[Milsurplus] NVIS again
C. Whitaker
whitaker at pa.net
Tue May 15 08:11:05 EDT 2012
de WB2CPN
It was the Viet Nam war that I first heard of NVIS, and I been in
USAF radio communications since WWII. One favorite HF antenna
for almost every use was the Delta Match half wave dipole. We
never had fancy names then, most of our technology came from
the American Radio Relay League Handbook, and a few others.
Sig Corps had some very good books on How & Why to do things.

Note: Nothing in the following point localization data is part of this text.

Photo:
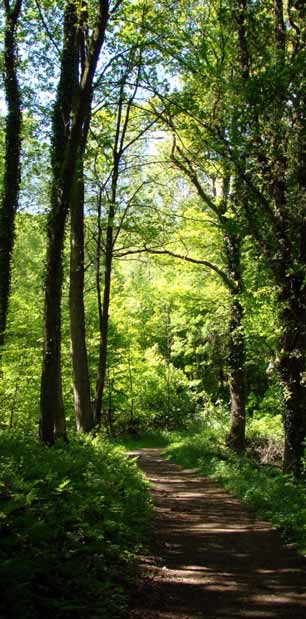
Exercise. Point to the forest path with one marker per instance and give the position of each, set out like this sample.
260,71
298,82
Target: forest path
212,559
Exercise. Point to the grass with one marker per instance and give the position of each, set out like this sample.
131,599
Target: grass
72,518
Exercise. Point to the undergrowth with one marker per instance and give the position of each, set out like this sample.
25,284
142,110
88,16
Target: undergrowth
71,519
264,488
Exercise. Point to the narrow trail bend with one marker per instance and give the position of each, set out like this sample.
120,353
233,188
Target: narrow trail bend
211,558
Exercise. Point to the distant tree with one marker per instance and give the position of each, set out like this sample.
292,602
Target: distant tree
11,173
70,117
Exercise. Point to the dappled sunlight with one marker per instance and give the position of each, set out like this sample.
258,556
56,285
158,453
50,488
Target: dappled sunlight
213,559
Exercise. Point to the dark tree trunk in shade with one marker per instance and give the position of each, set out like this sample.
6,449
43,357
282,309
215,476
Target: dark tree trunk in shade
52,421
236,361
11,177
104,316
292,366
236,352
73,96
81,384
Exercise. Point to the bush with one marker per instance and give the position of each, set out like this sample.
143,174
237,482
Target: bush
71,519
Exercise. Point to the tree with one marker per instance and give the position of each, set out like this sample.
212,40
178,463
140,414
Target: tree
272,107
11,177
70,115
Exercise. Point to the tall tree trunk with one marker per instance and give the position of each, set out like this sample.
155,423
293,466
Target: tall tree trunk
11,180
68,146
81,384
104,319
292,367
52,422
236,355
236,361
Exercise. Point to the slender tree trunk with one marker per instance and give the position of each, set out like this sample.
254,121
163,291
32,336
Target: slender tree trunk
292,367
236,356
236,361
11,180
81,384
68,144
104,316
52,422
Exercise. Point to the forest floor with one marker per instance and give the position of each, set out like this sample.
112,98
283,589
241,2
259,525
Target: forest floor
210,558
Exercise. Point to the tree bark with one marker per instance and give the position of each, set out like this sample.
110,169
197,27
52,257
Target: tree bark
81,383
236,354
11,180
104,320
52,422
292,366
67,151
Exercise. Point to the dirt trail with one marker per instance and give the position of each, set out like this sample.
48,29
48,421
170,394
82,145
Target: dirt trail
212,559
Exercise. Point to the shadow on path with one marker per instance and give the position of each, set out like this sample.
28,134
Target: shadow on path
212,559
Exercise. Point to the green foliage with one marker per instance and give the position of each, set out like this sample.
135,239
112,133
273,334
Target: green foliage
71,519
265,489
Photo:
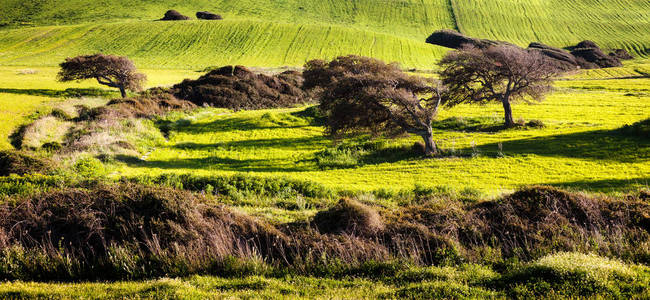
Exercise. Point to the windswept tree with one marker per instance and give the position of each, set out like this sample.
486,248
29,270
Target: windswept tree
365,95
499,73
110,70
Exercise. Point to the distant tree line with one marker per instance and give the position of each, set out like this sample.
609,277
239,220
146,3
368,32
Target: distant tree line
360,94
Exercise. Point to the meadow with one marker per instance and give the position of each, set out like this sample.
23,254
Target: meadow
578,147
277,169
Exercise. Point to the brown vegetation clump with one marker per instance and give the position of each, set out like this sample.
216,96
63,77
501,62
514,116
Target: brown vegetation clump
206,15
21,163
538,220
595,56
621,54
456,40
148,222
365,95
236,87
154,231
173,15
586,54
564,59
153,102
349,216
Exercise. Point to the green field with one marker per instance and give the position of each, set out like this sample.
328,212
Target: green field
578,148
289,33
581,146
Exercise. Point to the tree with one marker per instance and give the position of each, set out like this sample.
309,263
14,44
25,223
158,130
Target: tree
360,94
499,73
113,71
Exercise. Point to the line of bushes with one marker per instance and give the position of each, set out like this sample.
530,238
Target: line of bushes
127,231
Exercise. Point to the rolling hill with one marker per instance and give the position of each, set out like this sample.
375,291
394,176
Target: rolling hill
276,33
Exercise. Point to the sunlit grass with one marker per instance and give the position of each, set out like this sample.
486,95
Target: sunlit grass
578,148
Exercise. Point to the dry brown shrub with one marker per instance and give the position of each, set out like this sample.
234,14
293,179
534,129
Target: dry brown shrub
173,15
21,163
236,87
349,216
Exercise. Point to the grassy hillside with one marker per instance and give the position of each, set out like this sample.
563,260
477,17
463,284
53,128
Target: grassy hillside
196,44
276,33
579,147
611,23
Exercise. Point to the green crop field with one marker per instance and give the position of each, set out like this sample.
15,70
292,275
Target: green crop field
584,145
268,33
578,147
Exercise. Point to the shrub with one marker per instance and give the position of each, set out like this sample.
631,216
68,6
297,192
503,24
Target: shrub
172,15
229,185
21,163
351,217
236,87
123,231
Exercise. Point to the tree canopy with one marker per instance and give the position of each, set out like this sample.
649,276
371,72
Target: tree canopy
500,73
365,95
110,70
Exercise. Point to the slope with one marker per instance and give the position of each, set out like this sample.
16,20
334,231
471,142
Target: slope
195,44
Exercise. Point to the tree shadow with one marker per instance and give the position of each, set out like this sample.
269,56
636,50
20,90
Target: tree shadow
476,124
67,93
609,145
304,143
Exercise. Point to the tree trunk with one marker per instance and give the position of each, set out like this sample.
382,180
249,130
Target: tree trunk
510,122
123,92
430,148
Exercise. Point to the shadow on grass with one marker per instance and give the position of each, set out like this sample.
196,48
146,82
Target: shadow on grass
304,143
608,145
216,163
605,185
477,124
67,93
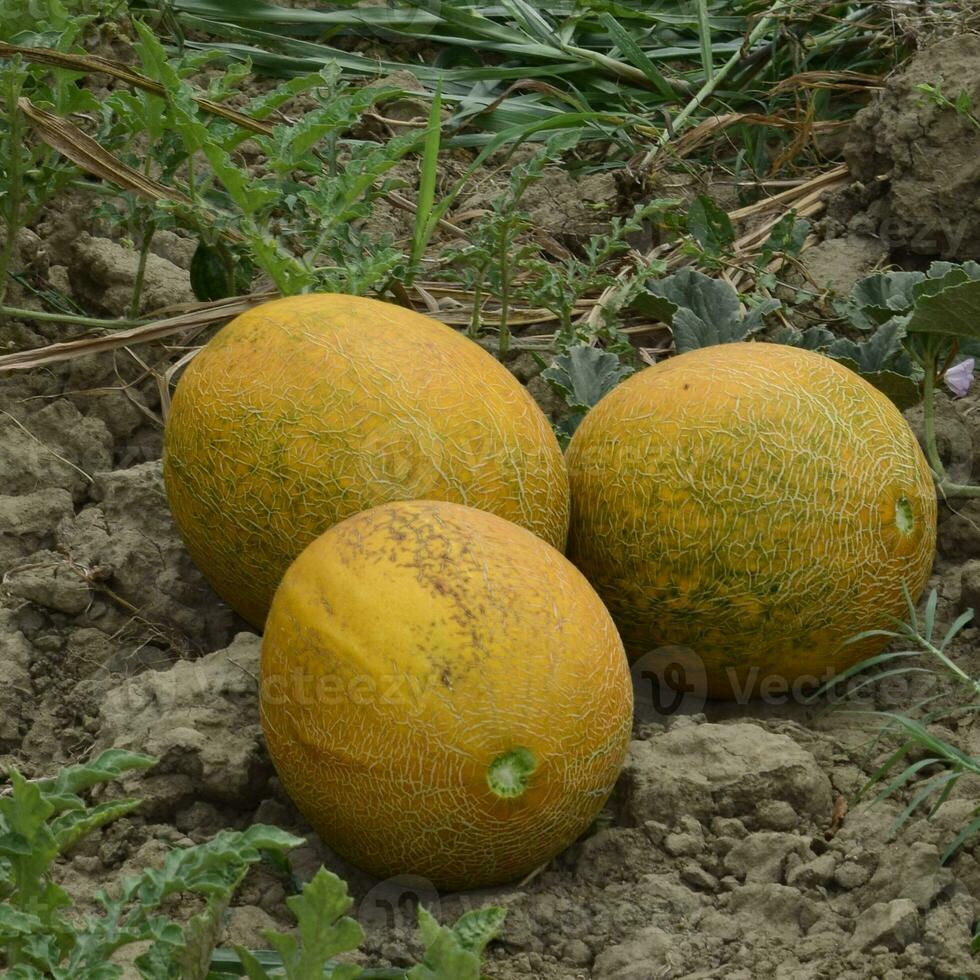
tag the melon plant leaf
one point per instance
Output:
(105, 767)
(813, 338)
(72, 826)
(476, 928)
(954, 312)
(446, 958)
(786, 238)
(324, 930)
(883, 294)
(702, 311)
(710, 225)
(584, 374)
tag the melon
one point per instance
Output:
(754, 506)
(443, 694)
(306, 410)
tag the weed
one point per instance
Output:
(43, 935)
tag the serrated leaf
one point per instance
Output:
(710, 225)
(954, 312)
(584, 374)
(883, 294)
(324, 930)
(476, 928)
(702, 311)
(787, 237)
(72, 826)
(813, 338)
(445, 957)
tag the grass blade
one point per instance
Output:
(425, 220)
(637, 56)
(704, 35)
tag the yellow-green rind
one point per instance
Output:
(306, 410)
(410, 652)
(751, 502)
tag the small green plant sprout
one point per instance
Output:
(496, 248)
(44, 937)
(558, 286)
(962, 105)
(925, 323)
(923, 653)
(299, 220)
(41, 933)
(31, 173)
(582, 375)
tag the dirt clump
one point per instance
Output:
(914, 157)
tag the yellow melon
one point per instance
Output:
(443, 694)
(755, 504)
(306, 410)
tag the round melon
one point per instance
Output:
(443, 694)
(306, 410)
(756, 506)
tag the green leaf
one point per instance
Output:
(104, 768)
(702, 311)
(324, 930)
(954, 312)
(584, 374)
(72, 826)
(881, 360)
(445, 957)
(210, 277)
(710, 225)
(425, 219)
(476, 928)
(813, 338)
(786, 238)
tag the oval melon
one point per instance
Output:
(756, 504)
(443, 694)
(306, 410)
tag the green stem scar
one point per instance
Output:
(509, 773)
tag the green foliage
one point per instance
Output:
(43, 936)
(710, 226)
(936, 764)
(495, 250)
(582, 375)
(703, 311)
(628, 65)
(297, 221)
(31, 174)
(559, 285)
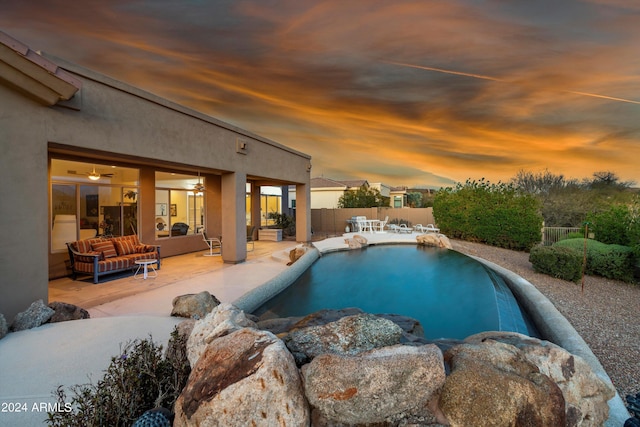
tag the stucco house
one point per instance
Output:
(104, 157)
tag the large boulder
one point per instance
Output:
(493, 384)
(222, 320)
(195, 306)
(388, 385)
(348, 335)
(37, 314)
(295, 254)
(436, 240)
(585, 393)
(65, 312)
(245, 378)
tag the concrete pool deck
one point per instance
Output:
(34, 362)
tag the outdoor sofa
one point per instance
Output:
(100, 256)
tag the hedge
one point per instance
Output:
(610, 261)
(495, 214)
(557, 261)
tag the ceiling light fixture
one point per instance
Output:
(94, 176)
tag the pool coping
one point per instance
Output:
(549, 321)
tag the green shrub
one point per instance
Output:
(557, 261)
(611, 226)
(574, 235)
(137, 380)
(610, 261)
(495, 214)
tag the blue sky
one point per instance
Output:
(427, 92)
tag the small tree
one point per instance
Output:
(363, 197)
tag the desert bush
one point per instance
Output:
(557, 261)
(138, 379)
(495, 214)
(611, 261)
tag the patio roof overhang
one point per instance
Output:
(34, 75)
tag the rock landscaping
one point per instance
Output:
(348, 368)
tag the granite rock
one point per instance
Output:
(65, 312)
(37, 314)
(194, 306)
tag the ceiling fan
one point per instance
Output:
(199, 187)
(93, 175)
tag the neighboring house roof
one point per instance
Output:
(322, 182)
(33, 74)
(356, 183)
(398, 189)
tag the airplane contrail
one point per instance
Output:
(480, 76)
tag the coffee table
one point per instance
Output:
(145, 264)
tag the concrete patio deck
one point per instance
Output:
(34, 362)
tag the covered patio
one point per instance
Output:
(122, 294)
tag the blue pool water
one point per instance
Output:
(452, 295)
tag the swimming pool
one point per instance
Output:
(452, 295)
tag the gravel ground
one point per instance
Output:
(606, 314)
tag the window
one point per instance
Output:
(179, 205)
(82, 207)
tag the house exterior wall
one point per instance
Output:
(110, 120)
(325, 198)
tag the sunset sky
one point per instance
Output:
(416, 93)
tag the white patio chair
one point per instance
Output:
(402, 228)
(430, 228)
(383, 224)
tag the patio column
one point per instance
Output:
(255, 205)
(234, 232)
(303, 213)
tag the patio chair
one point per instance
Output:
(402, 228)
(179, 229)
(383, 224)
(250, 241)
(213, 243)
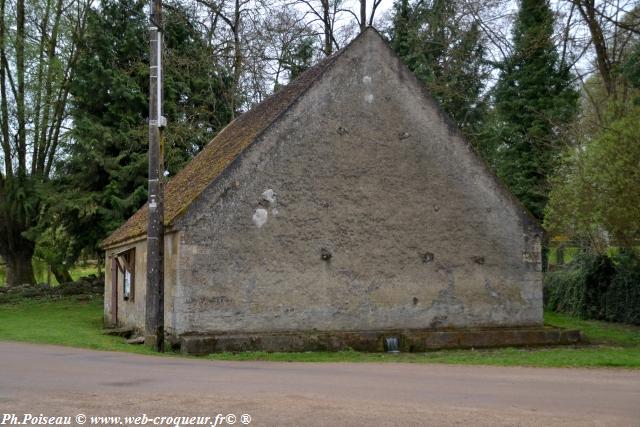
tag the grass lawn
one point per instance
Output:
(78, 323)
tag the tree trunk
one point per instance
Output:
(328, 42)
(61, 274)
(19, 268)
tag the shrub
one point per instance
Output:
(622, 300)
(595, 286)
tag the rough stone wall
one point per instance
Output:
(131, 314)
(382, 218)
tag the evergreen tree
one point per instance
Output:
(446, 52)
(534, 97)
(103, 174)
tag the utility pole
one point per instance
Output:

An excellent Manual was all about HF Rhombics. It had all the
math for building them, and aiming them.
So along comes the Nam war and someone invented a name,
NVIS, for what had been around for a long time.
73
Clete
++++++++++++++++++++++++++++++++++++++++++++++++++++=
On 5/15/2012 2:40 AM, Hue Miller wrote:
> They didn't categorize it as NVIS, but every WW2 mobile radio with a wire
> antenna option, including the
> W.S. No.19, operated using this propagation feature WHEN USING WIRE ANTENNA
> and not the standard
> vertical whip. They simply didn't have masts tall enuff to raise the wire
> antenna an appreciable fraction
> of a wavelength, at those frequencies. Actually, it occurs to me that with
> a short whip, there is lots of
> high angle radiation too, so I'd suppose even the whip transmitted a mixture
> of modes, ground wave
> and NVIS. It comes to mind, that I'd read in a German manual for a walkie
> talkie type, I think operating
> at low HF, that the user could expect LOWERED distance at night.